Five of the top protocols and their features that matter most to IoT are:
Constrained Application Protocol. Organizations use CoAP with limited hardware that has a low transmission rate because it's lightweight. The protocol is HTTP-friendly, using two basic message types: request and response. Messages can be confirmable or non-confirmable. Data packets are small, so message losses are few. The disadvantage is the protocol lacks security, which engineers normally can remedy with datagram transport layer security, but DTLS is of limited use in IoT.

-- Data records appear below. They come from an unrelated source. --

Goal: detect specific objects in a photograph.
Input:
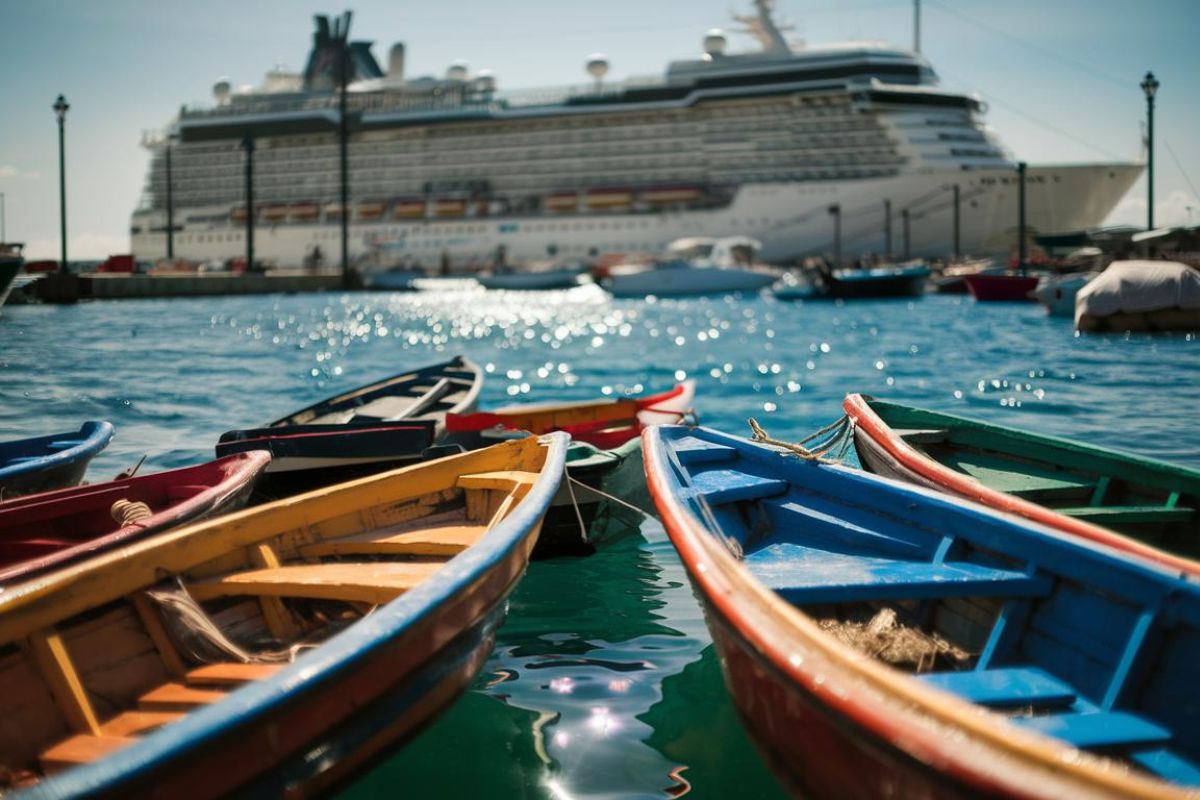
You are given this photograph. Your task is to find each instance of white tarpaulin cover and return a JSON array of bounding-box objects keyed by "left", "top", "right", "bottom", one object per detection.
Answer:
[{"left": 1075, "top": 260, "right": 1200, "bottom": 325}]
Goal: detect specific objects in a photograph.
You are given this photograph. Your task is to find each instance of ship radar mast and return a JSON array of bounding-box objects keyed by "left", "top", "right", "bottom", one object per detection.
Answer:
[{"left": 733, "top": 0, "right": 795, "bottom": 54}]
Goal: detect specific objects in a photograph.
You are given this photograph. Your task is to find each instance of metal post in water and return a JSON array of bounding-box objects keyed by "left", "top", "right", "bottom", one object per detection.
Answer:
[
  {"left": 1017, "top": 161, "right": 1027, "bottom": 269},
  {"left": 53, "top": 94, "right": 69, "bottom": 272},
  {"left": 829, "top": 203, "right": 841, "bottom": 267},
  {"left": 242, "top": 135, "right": 255, "bottom": 272},
  {"left": 338, "top": 23, "right": 351, "bottom": 287},
  {"left": 884, "top": 199, "right": 892, "bottom": 260},
  {"left": 952, "top": 184, "right": 961, "bottom": 260},
  {"left": 1140, "top": 72, "right": 1159, "bottom": 230},
  {"left": 165, "top": 138, "right": 175, "bottom": 260},
  {"left": 902, "top": 208, "right": 911, "bottom": 260}
]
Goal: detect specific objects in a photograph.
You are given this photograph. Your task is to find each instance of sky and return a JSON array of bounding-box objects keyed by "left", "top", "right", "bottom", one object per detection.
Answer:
[{"left": 1, "top": 0, "right": 1198, "bottom": 259}]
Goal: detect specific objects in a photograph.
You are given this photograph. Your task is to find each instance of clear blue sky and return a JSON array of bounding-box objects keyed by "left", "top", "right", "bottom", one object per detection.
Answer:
[{"left": 2, "top": 0, "right": 1198, "bottom": 259}]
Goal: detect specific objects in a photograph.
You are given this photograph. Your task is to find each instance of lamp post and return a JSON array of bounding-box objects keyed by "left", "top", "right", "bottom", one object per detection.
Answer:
[
  {"left": 1016, "top": 161, "right": 1027, "bottom": 269},
  {"left": 337, "top": 21, "right": 351, "bottom": 287},
  {"left": 165, "top": 135, "right": 177, "bottom": 260},
  {"left": 902, "top": 208, "right": 911, "bottom": 260},
  {"left": 829, "top": 203, "right": 841, "bottom": 267},
  {"left": 883, "top": 199, "right": 892, "bottom": 260},
  {"left": 241, "top": 135, "right": 255, "bottom": 272},
  {"left": 53, "top": 94, "right": 69, "bottom": 272},
  {"left": 952, "top": 184, "right": 961, "bottom": 260},
  {"left": 1140, "top": 71, "right": 1159, "bottom": 231},
  {"left": 1, "top": 193, "right": 5, "bottom": 244}
]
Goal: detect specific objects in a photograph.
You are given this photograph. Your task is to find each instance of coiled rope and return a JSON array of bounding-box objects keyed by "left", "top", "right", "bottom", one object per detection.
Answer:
[{"left": 111, "top": 499, "right": 153, "bottom": 526}]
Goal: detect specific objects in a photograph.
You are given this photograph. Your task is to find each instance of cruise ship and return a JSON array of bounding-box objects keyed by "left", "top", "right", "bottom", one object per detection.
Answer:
[{"left": 130, "top": 1, "right": 1142, "bottom": 269}]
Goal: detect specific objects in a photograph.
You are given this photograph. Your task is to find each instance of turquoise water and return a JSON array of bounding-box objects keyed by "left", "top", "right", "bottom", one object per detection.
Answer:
[{"left": 1, "top": 284, "right": 1196, "bottom": 797}]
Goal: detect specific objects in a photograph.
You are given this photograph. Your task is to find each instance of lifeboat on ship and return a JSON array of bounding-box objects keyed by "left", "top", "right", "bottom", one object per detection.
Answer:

Message Queue Telemetry Transport. MQTT is a publish/subscribe protocol, which is effective for lightweight machine-to-machine (M2M) connectivity over TCP and minimizes data loss. Publish/subscribe for IoT means clients don't have to call for updates, which lessens network traffic and processing load. The protocol also accommodates a range of quality enforcement levels, from single handshake delivery to acknowledgment requirement.
Extensible Message and Presence Protocol. XMPP is based on XML, the document-encoding markup language popular for its human-friendly readability. As an HTML extension, XMPP is useful for real-time communication, including presence, content syndication and instant messaging. The protocol is highly scalable and offers devices data-bearing nodes that can connect with other nodes by request to create complex local networking and data-sharing.
Advanced Message Queuing Protocol. AMQP is an asynchronous protocol. Like MQTT, it uses a publish/subscribe approach. Engineers use the protocol primarily over TCP, but it is also capable of other transport methods. The protocol is quality-flexible and offers an optional one-or-more delivery guarantee. AMQP implements security via Transport Layer Security and Secure Sockets Layer.
Representational State Transfer. REST is the most ubiquitous protocol and gives IoT synchronous request-response via HTTP. HTTP makes it feature-rich, as well as capable of authentication and caching, both of which are useful in complex environments, although difficult to implement in IoT. The protocol is both XML- and JSON-compatible, which is useful for M2M and communication with tablets and smartphones, a boon for IoT.